The DBnomics core team is open to external contributions, please get in touch!

Create a new fetcher

Before starting, please check that the terms of the provider allow data redistribution. In case of doubt, ask on the forum.

DBnomics provides a template for fetchers: dbnomics-fetcher-template.

Install tools

This template is defined using copier. Install it with pipx as described by its documentation:

pipx install copier

The template also uses rye to manage the Python project, install it beforehand.

Initialize the template

For example let's say we are writing the fetcher for the provider ABC.

copier copy https://git.nomics.world/dbnomics/dbnomics-fetcher-template.git my-fetcher
# [...] Answer the questions

cd my-fetcher

rye sync --pre

git init
git add -A
git commit -m "Add initial files"

Architecture

The required entry points are:

download.py: downloads all the datasets or a subset from a provider infrastructure
convert.py: converts the downloaded datasets to DBnomics data model

Here is a recommended architecture for organizing the source code of a fetcher:

Architecture of a fetcher

The Downloader class is responsible for fetching data from the provider infrastructure. It relies on the DownloaderHelper class from dbnomics-fetcher-toolbox to handle CLI arguments and options.

The SourceDataLoader class is responsible for parsing source-data files and exposing them as model objects from the provider domain.

The Converter class is responsible for loading source-data via the SourceDataLoader class, converting the model objects from the provider domain to the DBnomics data model, and saving them via the Storage class.

Download

The download.py script first creates a DownloaderHelper class instance (from dbnomics_fetcher_toolbox) that parses CLI arguments and options, then creates a Downloader class instance and starts the download process:

from dbnomics_fetcher_toolbox import create_downloader_helper

import abc_fetcher
from abc_fetcher.downloader import Downloader


def main() -> None:
    with create_downloader_helper(package_name=abc_fetcher.__name__) as downloader_helper:
        Downloader(downloader_helper=downloader_helper).start()


if __name__ == "__main__":
    main()

The Downloader class defines methods that download files from the provider infrastructure. Those methods make use of functions exposed by the dbnomics_fetcher_toolbox package, such as download_http_url or validate_mimetype.

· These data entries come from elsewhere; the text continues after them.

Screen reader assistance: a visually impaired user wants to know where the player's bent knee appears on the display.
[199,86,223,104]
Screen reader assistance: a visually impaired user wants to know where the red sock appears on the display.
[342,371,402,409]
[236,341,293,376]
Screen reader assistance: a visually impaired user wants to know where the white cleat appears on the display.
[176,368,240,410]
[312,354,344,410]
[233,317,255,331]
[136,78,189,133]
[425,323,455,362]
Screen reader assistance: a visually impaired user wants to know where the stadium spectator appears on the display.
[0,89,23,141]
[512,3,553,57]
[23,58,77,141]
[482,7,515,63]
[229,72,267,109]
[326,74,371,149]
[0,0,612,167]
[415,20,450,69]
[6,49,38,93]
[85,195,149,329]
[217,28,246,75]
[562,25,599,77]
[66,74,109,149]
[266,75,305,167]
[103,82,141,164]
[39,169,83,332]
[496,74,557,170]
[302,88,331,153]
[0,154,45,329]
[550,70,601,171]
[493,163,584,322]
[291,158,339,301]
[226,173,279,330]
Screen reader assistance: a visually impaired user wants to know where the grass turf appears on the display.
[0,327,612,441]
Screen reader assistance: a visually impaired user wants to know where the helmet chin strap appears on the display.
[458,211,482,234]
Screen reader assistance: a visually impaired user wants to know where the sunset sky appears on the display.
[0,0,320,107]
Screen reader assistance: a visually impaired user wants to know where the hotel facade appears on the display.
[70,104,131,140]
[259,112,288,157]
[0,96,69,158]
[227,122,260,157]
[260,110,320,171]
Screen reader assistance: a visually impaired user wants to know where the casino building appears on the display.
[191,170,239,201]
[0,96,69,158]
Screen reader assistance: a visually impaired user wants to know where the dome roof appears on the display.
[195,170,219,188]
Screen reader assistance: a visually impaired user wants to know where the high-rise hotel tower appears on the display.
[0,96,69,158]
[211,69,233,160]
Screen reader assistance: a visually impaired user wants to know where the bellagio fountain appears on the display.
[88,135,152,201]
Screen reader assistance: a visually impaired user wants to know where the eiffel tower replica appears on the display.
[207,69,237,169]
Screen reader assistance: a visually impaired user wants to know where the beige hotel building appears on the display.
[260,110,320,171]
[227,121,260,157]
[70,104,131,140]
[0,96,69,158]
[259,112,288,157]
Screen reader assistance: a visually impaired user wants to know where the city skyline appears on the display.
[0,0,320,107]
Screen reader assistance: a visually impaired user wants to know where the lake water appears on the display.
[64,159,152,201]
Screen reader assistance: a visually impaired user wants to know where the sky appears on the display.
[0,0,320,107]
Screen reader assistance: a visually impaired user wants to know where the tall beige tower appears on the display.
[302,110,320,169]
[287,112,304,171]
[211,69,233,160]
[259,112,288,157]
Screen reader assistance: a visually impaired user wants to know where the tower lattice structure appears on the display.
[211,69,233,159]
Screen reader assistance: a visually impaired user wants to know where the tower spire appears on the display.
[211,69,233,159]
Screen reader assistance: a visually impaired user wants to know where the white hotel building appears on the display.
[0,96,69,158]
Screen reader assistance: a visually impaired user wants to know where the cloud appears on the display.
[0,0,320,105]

from typing import TYPE_CHECKING

from dbnomics_fetcher_toolbox.http_utils import download_http_url
from dbnomics_fetcher_toolbox.mimetype_utils import validate_mimetype

from abc_fetcher.source_data_loader import SourceDataLoader

if TYPE_CHECKING:
    from dbnomics_fetcher_toolbox import DownloaderHelper


__all__ = ["Downloader"]


class Downloader:
    """Download source-data files from the provider infrastructure."""

    def __init__(self, *, downloader_helper: "DownloaderHelper") -> None:
        self._downloader_helper = downloader_helper
        self._source_data_loader = SourceDataLoader(base_dir=downloader_helper.target_dir)

    def download_dummy_file(self) -> None:
        file_base_name = "dummy"
        csv_filename = f"{file_base_name}.csv"
        with self._downloader_helper.start_file_section(csv_filename, id=file_base_name) as section:
            if not section.is_skipped:
                url = self.get_csv_file_api_url(filename=csv_filename)
                download_http_url(
                    url,
                    output_file=section.file,
                    response_dump_dir=self._downloader_helper.debug_dir,
                )
                validate_mimetype(section.file)

    def get_csv_file_api_url(self, *, filename: str) -> str:
        return f"https://data.example-provider.org/static/{filename}"

    def start(self) -> None:
        self.download_dummy_file()

The dbnomics_fetcher_toolbox functions log what happens and the DownloaderHelper writes a JSON download report at the end of the process.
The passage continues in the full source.